"Oh, maaf... maksudku—" ucap Sean tergagap. Dia menggaruk tengkuknya bingung, hendak pergi namun segera diurungkan.
"Aku ingin bercinta malam ini." ujar Nicholas. Sean menghela napas lega, dia menyikut punggung Marvin. Sebab ia tahu, ketika Nicholas melakukan hal itu adalah cara satu-satunya yang bisa meredam emosi yang bergejolak di dalam dirinya.
"Tentu... tentu, Nick! Setelah kita menjarah hotel tempat Omar tinggal kita akan bersenang-senang. Oh, ya Tuhan! Omar memiliki anak perempuan yang sangat... cantik."
Nicholas tersenyum kecut, dia langsung berdiri kemudian mendekat ke arah Sean dan Marvin. Sean, yang sedari tadi berdiri pun langsung ikut berlutut di samping Marvin.
"Kali ini... dengan cara yang berbeda." ujarnya penuh percaya diri.
=000=
Malam ini, Grace sengaja tidur larut. Bahkan sebenarnya, dia hampir tak bisa tidur. Dia merindukan orangtuanya, terlebih... Korvin. Ya, biasanya di saat dia kesepian seperti ini, Korvinlah satu-satunya orang yang akan menghiburnya. Mengajaknya pergi jalan-jalan atau pun makan. Namun sayang, bahkan untuk sekedar menghubungi Korvin pun Grace dilarang. Dia hanya bisa mengatakan jika rindu Adik laki-lakinya dalam hati. Dan semoga, Adiknya tahu.
Saat kesadarannya hampir hilang dan terjun ke dunia mimpi.
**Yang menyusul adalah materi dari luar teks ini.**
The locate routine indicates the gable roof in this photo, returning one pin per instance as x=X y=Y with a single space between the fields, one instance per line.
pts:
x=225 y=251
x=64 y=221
Ranjang Grace terasa begoyang. Ada yang duduk di samping ia tidur, meski dia masih berpikir itu hanyalah sosok yang datang ke dalam mimpinya. Akibat dari rasa kesepian yang merajai otaknya.
"Malam ini aku akan bercinta dengan perempuan lain, Grace..." desis sosok itu. Ranjang Grace terasa tenang, namun desisan pelan lelaki itu mampu Grace tangkap samar-samar. Ya... Grace tahu itu mimpi, oleh sebab itu ia hanya mendengarnya dengan samar. Lagi pula, suara itu bukanlah suara Gob. Terlebih, tak mungkin ada lelaki yang masuk ke dalam kamar yang sudah dikunci dari dalam.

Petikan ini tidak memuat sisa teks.